Less hypoglycemia with DPP-4 inhibitor added to metformin than with sulfonylurea

June 27, 2011

Saxagliptin as an add-on to metformin in patients with type 2 diabetes was associated with fewer episodes of hypoglycemia than add-on glipizide in a randomized, double-blind study.

Saxagliptin as an add-on to metformin in patients with type 2 diabetes was associated with fewer episodes of hypoglycemia than add-on glipizide in a randomized, double-blind study.
     More patients taking saxagliptin plus metformin achieved glycosylated hemoglobin (HbA1c) targets without either hypoglycemia or weight gain than did patients on glipizide plus metformin, reported Hakim Bouzamondo, MD, and colleagues from Bristol-Myers Squibb (BMS) in Princeton, New Jersey, makers of saxagliptin.
     “Sulfonylureas like glipizide are associated with hypoglycemia and weight gain. They’re very effective agents, but they have these important side effects, and their effect tends to attenuate over time, so you get a big drop in A1c that attenuates over time,” said Brian Bryzinski, MD, Senior Director at AstraZeneca in Wilmington, Delaware, in an interview. AstraZeneca is a research partner with BMS, and co-funded the study.
     In a post-hoc analysis from a head-to-head study, the investigators compared the proportion of patients treated with either the selective DPP-4 inhibitor saxagliptin (428) or glipizide (430) who:

Reported hypoglycemic events;

Had baseline HbA1c from  7% to 8.5% and achieved HbA1c less than 7% without hypoglycemia; and

Achieved HbA1c  less than 7% or HbA1c reductions greater than 0.5% without hypoglycemia or weight gain.

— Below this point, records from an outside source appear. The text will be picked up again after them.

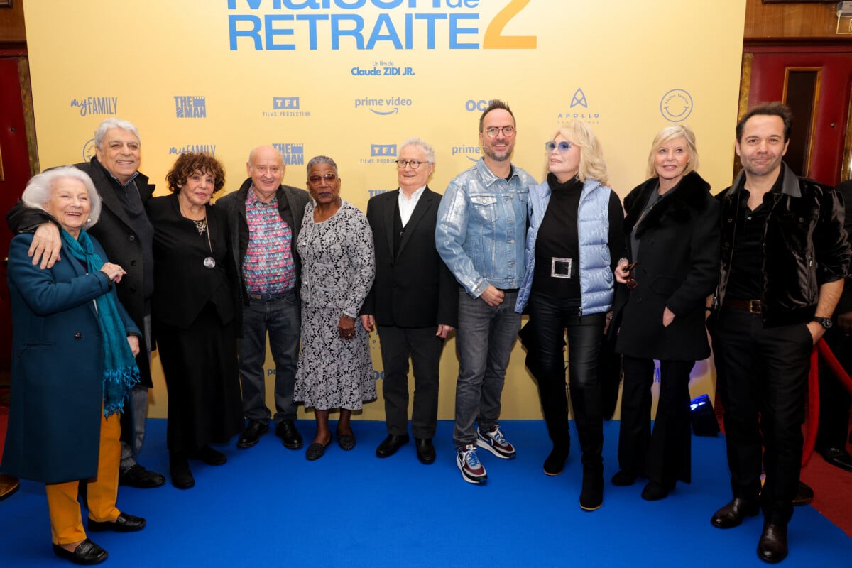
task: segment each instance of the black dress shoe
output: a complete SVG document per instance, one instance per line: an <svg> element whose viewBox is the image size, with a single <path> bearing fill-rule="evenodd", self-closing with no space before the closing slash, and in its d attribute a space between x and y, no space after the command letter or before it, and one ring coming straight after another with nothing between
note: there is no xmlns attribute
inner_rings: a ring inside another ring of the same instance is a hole
<svg viewBox="0 0 852 568"><path fill-rule="evenodd" d="M319 442L314 442L308 446L308 450L305 451L305 458L308 462L314 462L319 460L320 457L325 455L325 448L327 448L331 444L331 439L329 438L328 441L325 444L320 444Z"/></svg>
<svg viewBox="0 0 852 568"><path fill-rule="evenodd" d="M645 488L642 490L642 498L645 501L659 501L667 496L669 496L669 490L666 489L665 485L653 479L648 481Z"/></svg>
<svg viewBox="0 0 852 568"><path fill-rule="evenodd" d="M431 438L415 438L414 445L417 446L420 463L427 466L435 463L435 446L432 445Z"/></svg>
<svg viewBox="0 0 852 568"><path fill-rule="evenodd" d="M567 459L567 450L554 447L550 450L550 454L544 459L544 474L550 477L559 475L565 469L565 462Z"/></svg>
<svg viewBox="0 0 852 568"><path fill-rule="evenodd" d="M354 434L342 434L337 433L337 445L340 446L341 450L346 450L348 451L355 447L355 435Z"/></svg>
<svg viewBox="0 0 852 568"><path fill-rule="evenodd" d="M710 522L717 529L733 529L743 522L746 515L754 517L759 512L757 502L734 497L729 503L713 513Z"/></svg>
<svg viewBox="0 0 852 568"><path fill-rule="evenodd" d="M836 468L852 472L852 456L843 448L825 448L819 450L822 459Z"/></svg>
<svg viewBox="0 0 852 568"><path fill-rule="evenodd" d="M378 457L390 457L396 453L396 450L408 444L408 434L397 436L396 434L388 434L388 437L382 440L382 443L376 448L376 456Z"/></svg>
<svg viewBox="0 0 852 568"><path fill-rule="evenodd" d="M209 466L222 466L227 463L227 456L205 445L193 454L193 460L201 460Z"/></svg>
<svg viewBox="0 0 852 568"><path fill-rule="evenodd" d="M68 552L60 545L55 544L54 554L74 564L83 565L101 564L108 556L106 550L88 538L78 544L74 552Z"/></svg>
<svg viewBox="0 0 852 568"><path fill-rule="evenodd" d="M118 473L118 485L136 489L153 489L165 483L165 477L149 472L138 463Z"/></svg>
<svg viewBox="0 0 852 568"><path fill-rule="evenodd" d="M299 450L305 444L292 420L282 420L276 424L275 435L281 439L281 444L288 450Z"/></svg>
<svg viewBox="0 0 852 568"><path fill-rule="evenodd" d="M237 440L237 447L240 450L250 448L257 444L261 436L268 432L269 432L268 424L261 420L252 420L249 422L245 429L243 430L243 433L239 434L239 439Z"/></svg>
<svg viewBox="0 0 852 568"><path fill-rule="evenodd" d="M122 513L118 518L110 522L89 519L89 530L92 532L112 531L114 532L135 532L145 528L145 519L132 514Z"/></svg>
<svg viewBox="0 0 852 568"><path fill-rule="evenodd" d="M763 533L757 541L757 556L769 564L787 557L787 525L763 523Z"/></svg>
<svg viewBox="0 0 852 568"><path fill-rule="evenodd" d="M195 478L189 468L189 462L183 454L172 453L169 455L169 473L171 473L171 485L177 489L190 489L195 486Z"/></svg>
<svg viewBox="0 0 852 568"><path fill-rule="evenodd" d="M619 487L627 487L636 482L636 476L620 469L615 473L612 479L613 485Z"/></svg>

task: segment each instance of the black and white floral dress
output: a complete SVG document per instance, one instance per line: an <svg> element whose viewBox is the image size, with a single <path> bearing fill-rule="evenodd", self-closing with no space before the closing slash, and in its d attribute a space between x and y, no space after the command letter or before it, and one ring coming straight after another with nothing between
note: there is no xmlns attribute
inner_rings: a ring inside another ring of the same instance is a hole
<svg viewBox="0 0 852 568"><path fill-rule="evenodd" d="M357 320L376 272L372 232L361 211L341 200L314 221L308 204L296 242L302 257L302 353L296 400L306 408L358 410L376 399L369 334ZM341 339L340 316L355 318L355 336Z"/></svg>

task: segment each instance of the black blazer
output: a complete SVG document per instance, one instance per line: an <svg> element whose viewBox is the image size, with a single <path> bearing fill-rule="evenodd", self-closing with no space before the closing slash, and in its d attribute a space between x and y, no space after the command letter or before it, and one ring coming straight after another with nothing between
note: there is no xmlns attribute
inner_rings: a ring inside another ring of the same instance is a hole
<svg viewBox="0 0 852 568"><path fill-rule="evenodd" d="M440 195L429 187L423 190L394 258L394 215L399 195L396 189L367 202L367 221L376 250L376 279L361 313L375 316L379 325L457 327L458 284L435 246Z"/></svg>

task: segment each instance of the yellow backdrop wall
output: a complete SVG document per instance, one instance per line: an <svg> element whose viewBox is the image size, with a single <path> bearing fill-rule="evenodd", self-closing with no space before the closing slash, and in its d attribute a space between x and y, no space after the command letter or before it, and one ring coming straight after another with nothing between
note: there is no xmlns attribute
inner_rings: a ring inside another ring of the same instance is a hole
<svg viewBox="0 0 852 568"><path fill-rule="evenodd" d="M442 192L478 159L477 121L503 99L517 118L514 163L541 179L543 144L569 118L602 142L624 197L645 178L654 134L687 123L701 175L730 183L746 0L148 0L25 3L38 152L44 168L89 159L106 118L130 120L141 170L165 191L176 156L206 151L239 186L250 148L273 144L284 182L304 186L304 164L338 164L342 196L366 209L396 187L398 144L424 138ZM372 336L377 376L377 336ZM515 347L503 417L541 416ZM166 413L154 356L149 416ZM267 362L273 407L274 366ZM712 393L711 365L693 394ZM452 419L455 342L441 360L441 419ZM379 381L381 383L381 381ZM379 387L381 388L381 387ZM379 400L362 418L384 417Z"/></svg>

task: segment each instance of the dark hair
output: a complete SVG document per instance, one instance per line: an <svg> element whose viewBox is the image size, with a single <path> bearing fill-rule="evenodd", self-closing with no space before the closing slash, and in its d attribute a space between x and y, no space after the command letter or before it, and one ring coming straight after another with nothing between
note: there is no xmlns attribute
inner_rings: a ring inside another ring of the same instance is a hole
<svg viewBox="0 0 852 568"><path fill-rule="evenodd" d="M187 183L189 176L196 171L213 176L214 193L225 186L225 169L219 160L210 154L187 152L177 157L175 165L166 175L165 181L169 183L169 189L172 192L180 192L181 188L178 186Z"/></svg>
<svg viewBox="0 0 852 568"><path fill-rule="evenodd" d="M485 121L485 115L498 108L502 108L506 112L509 112L509 114L512 117L512 122L515 122L515 115L512 113L512 109L509 108L509 105L503 102L499 99L494 99L488 102L488 106L486 106L486 109L482 111L482 114L480 115L480 132L482 132L482 123Z"/></svg>
<svg viewBox="0 0 852 568"><path fill-rule="evenodd" d="M790 140L790 135L793 131L793 113L791 112L789 106L776 100L774 102L764 102L757 105L757 106L752 106L748 112L743 115L743 118L737 123L738 142L742 138L743 129L746 127L746 123L749 118L757 114L765 114L770 117L780 117L781 120L784 121L784 140L785 141Z"/></svg>

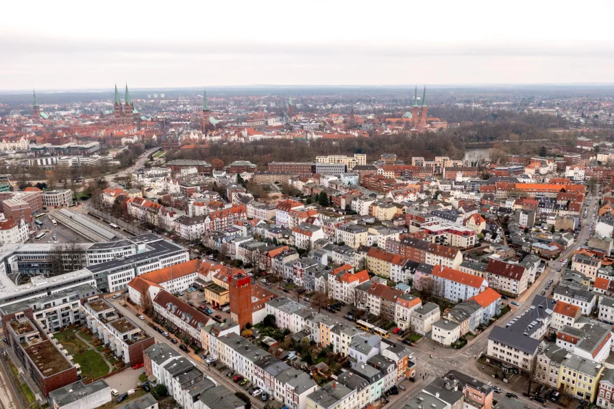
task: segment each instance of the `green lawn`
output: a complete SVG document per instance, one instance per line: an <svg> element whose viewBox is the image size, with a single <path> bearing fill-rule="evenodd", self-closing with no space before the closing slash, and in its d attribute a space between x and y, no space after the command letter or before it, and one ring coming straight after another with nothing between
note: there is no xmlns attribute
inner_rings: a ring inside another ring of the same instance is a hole
<svg viewBox="0 0 614 409"><path fill-rule="evenodd" d="M109 366L104 358L96 351L90 349L83 354L73 356L75 362L81 367L83 376L96 378L109 373Z"/></svg>

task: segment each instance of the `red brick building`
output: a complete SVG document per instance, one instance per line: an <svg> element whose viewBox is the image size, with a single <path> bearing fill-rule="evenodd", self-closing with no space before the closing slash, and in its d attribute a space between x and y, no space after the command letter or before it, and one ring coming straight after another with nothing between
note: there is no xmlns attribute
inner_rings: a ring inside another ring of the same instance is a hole
<svg viewBox="0 0 614 409"><path fill-rule="evenodd" d="M230 319L244 328L251 323L251 278L243 274L233 276L229 290Z"/></svg>

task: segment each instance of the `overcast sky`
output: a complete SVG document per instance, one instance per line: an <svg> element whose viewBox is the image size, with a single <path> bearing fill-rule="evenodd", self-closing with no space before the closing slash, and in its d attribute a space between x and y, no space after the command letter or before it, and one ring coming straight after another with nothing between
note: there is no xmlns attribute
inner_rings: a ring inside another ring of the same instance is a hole
<svg viewBox="0 0 614 409"><path fill-rule="evenodd" d="M3 3L0 89L614 82L614 2Z"/></svg>

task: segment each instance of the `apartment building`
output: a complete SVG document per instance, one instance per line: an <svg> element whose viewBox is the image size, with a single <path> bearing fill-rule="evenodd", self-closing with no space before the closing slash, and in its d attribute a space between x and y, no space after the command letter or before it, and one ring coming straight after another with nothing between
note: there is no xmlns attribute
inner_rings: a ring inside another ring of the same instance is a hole
<svg viewBox="0 0 614 409"><path fill-rule="evenodd" d="M69 207L73 204L73 190L56 189L42 192L42 206L45 208Z"/></svg>
<svg viewBox="0 0 614 409"><path fill-rule="evenodd" d="M561 364L558 386L574 397L592 403L604 369L598 362L569 354Z"/></svg>
<svg viewBox="0 0 614 409"><path fill-rule="evenodd" d="M117 360L130 367L143 362L143 351L154 345L153 337L105 299L86 302L83 308L88 328Z"/></svg>
<svg viewBox="0 0 614 409"><path fill-rule="evenodd" d="M463 262L463 254L457 249L415 238L404 238L400 241L388 240L386 251L412 261L450 269L458 269Z"/></svg>
<svg viewBox="0 0 614 409"><path fill-rule="evenodd" d="M552 321L550 326L558 331L565 325L574 326L582 315L580 307L559 300L552 312Z"/></svg>
<svg viewBox="0 0 614 409"><path fill-rule="evenodd" d="M597 278L597 272L601 268L601 260L587 254L574 254L572 258L572 269L582 273L591 282Z"/></svg>
<svg viewBox="0 0 614 409"><path fill-rule="evenodd" d="M210 320L207 315L164 290L154 298L154 311L167 326L181 330L195 344L201 345L201 329Z"/></svg>
<svg viewBox="0 0 614 409"><path fill-rule="evenodd" d="M195 258L138 275L128 282L128 297L136 305L143 306L146 293L154 299L160 290L171 293L184 291L198 278L201 264L202 261Z"/></svg>
<svg viewBox="0 0 614 409"><path fill-rule="evenodd" d="M603 362L612 346L611 326L594 320L565 325L556 332L556 345L587 360Z"/></svg>
<svg viewBox="0 0 614 409"><path fill-rule="evenodd" d="M597 302L595 294L587 290L585 286L572 282L561 281L554 287L552 295L556 301L580 307L582 315L590 315Z"/></svg>
<svg viewBox="0 0 614 409"><path fill-rule="evenodd" d="M0 214L0 245L25 243L29 238L29 225L23 219L4 219Z"/></svg>
<svg viewBox="0 0 614 409"><path fill-rule="evenodd" d="M99 292L86 284L61 290L40 298L25 299L0 307L3 327L17 315L23 314L41 329L56 332L60 328L85 323L81 304L98 297Z"/></svg>
<svg viewBox="0 0 614 409"><path fill-rule="evenodd" d="M426 303L414 310L411 314L411 325L414 331L421 335L430 332L434 323L441 317L439 306L434 303Z"/></svg>
<svg viewBox="0 0 614 409"><path fill-rule="evenodd" d="M426 285L422 282L423 280L432 280L435 293L454 302L465 301L478 295L489 286L486 280L477 275L437 265L433 268L430 278L423 277L420 279L421 287ZM417 286L418 284L416 285Z"/></svg>
<svg viewBox="0 0 614 409"><path fill-rule="evenodd" d="M601 373L595 403L603 409L611 409L614 406L614 370L606 368Z"/></svg>
<svg viewBox="0 0 614 409"><path fill-rule="evenodd" d="M27 317L18 314L8 323L4 335L8 347L43 396L78 380L79 371L72 357L62 352Z"/></svg>
<svg viewBox="0 0 614 409"><path fill-rule="evenodd" d="M529 274L519 264L491 260L486 267L484 278L491 288L502 294L519 295L528 288Z"/></svg>

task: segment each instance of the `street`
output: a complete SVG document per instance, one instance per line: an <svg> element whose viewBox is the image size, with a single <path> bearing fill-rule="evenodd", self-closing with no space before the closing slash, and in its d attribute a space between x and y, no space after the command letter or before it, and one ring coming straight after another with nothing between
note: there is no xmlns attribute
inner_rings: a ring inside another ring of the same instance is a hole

     Patients in the saxagliptin group took the drug in 5-mg doses daily, and patients in the glipizide group received doses titrated from 5 to 20 mg per day, each for 52 weeks as an add-on to metformin.
     The proportion of patients with adverse events (excluding hypoglycemia) in the 2 treatment groups was similar; more patients took glipizide than saxagliptin.
     Among patients with baseline HbA1c from 7% to 8.5% who achieved HbA1c less than 7%, 49.2% of those taking saxagliptin did so without a hypoglycemic episode, compared with 33.1% of those taking glipizide (P not shown).
     Among all patients with baseline HbA1c 7% or higher, 26.6% of those taking saxagliptin versus 13.8% of those taking glipizide were able to achieve HbA1c less than 7% without hypoglycemia or weight gain.
     Similarly, the proportion of patients who achieved HbA1c reductions greater than 0.5% without experiencing either hypoglycemia or weight gain was higher among patients taking saxagliptin than among those on glipizide (33.2% vs. 14.7%).